Assay Development

Assay development is conceptually similar to RNAi and compound screens. In both cases, the primary assay must reflect an appropriate biological context and be sufficiently robust to detect desired changes in the biological response when exposed to a genetic or chemical perturbagen.

Dr. Posner and the HTS staff will comment on the practicality of the assay, offer suggestions for counter and secondary assays, and, if needed, provide alternative assay approaches that have proved effective in previous projects. The HTS Core has more than 40 years of experience in assay development and screen execution and is a valued collaborator in these aspects of HTS.

Both HTS Core and project scientists work collaboratively to develop, refine, and validate parameters and controls (positive, negative, and neutral) for the primary assay such that it is robust (Z values > 0.5 over many assays and experimental days), tolerant of effects from DMSO, free from systematic effects (e.g., plating artifacts, liquid handling errors, etc.), simple (most assays have less than three liquid additions and are endpoint assays), and efficient in the use of reagents, HTS equipment, personnel, and resources. Secondary assays are developed in parallel to the primary assay and must meet the same criteria. RNAi screens are typically run in 96-well microtiter plates (three replicates per siRNA pool), while compound screens are run in a 384-well format (one replicate per compound).

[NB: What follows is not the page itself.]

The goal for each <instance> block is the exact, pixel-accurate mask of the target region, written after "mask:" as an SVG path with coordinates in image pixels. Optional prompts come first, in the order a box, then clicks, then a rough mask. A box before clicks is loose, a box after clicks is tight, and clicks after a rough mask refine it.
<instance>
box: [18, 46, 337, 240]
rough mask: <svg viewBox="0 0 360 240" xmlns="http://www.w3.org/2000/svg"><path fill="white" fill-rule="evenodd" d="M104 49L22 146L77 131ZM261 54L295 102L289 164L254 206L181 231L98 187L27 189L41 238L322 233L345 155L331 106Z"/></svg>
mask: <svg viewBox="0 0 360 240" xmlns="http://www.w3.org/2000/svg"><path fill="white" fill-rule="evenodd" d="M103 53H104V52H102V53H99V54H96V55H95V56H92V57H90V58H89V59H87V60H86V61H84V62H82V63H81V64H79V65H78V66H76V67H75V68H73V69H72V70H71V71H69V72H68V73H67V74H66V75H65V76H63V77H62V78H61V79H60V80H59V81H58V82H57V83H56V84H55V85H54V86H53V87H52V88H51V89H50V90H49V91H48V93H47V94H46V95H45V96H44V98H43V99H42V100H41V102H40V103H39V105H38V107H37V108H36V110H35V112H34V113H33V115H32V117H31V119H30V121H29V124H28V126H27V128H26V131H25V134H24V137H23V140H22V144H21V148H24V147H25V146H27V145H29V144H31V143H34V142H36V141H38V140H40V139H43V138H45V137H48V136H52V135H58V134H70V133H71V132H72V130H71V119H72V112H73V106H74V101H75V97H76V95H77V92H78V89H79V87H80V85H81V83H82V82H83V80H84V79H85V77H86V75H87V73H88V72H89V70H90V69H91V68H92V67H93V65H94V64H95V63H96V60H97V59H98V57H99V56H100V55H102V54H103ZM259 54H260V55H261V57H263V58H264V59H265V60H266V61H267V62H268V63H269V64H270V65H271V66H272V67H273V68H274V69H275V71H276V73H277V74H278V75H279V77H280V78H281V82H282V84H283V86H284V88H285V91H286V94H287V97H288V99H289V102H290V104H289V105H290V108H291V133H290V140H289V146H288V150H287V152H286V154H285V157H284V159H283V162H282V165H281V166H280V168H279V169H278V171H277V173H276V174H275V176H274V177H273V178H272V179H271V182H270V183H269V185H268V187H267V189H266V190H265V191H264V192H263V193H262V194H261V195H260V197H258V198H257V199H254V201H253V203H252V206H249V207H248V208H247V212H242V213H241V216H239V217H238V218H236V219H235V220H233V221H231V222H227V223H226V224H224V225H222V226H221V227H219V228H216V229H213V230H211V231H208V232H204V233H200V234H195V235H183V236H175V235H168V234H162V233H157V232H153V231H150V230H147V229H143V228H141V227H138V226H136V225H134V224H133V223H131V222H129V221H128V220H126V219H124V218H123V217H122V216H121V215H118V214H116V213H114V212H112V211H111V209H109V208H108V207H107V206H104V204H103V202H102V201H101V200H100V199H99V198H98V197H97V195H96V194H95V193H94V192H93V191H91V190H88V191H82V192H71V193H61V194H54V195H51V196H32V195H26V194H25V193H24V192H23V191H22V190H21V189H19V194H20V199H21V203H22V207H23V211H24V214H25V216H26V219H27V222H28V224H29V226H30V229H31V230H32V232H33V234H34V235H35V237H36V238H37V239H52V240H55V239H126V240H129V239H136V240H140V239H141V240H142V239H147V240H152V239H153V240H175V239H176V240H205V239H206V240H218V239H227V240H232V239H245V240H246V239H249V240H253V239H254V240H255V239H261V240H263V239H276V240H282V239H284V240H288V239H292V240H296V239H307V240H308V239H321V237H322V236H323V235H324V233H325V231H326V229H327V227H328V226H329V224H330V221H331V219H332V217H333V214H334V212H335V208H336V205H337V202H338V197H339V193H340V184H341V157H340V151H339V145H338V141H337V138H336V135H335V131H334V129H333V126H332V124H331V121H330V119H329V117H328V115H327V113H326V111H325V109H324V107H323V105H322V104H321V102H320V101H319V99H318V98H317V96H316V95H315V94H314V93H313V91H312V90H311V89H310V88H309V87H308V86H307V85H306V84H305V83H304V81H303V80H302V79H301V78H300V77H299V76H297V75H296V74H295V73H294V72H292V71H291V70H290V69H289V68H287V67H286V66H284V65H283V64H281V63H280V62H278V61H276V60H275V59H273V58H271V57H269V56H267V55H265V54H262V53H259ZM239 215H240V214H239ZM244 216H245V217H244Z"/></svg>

Once an assay has an acceptable Z’ in small-scale experiments for chemical or RNAi screen, it is tested in three to 10 plates treated under "mock" conditions, an experiment in which the HTS protocol is executed but no actual library samples are tested. In the case of compound screening, DMSO is substituted for the chemical library in the test wells (columns 3 to 22 of a 384-well plate), and for RNAi screening, transfection reagent plus a non-targeting siRNA or transfection reagent alone is substituted for the library in columns 2 to 11 of a 96-well plate.

Assays that are reproducible and largely free of plate or systematic effects are deemed optimized and ready for screening, provided approval has been obtained from the Core Director (small screening projects) or the HTS Oversight Committee (large screening projects).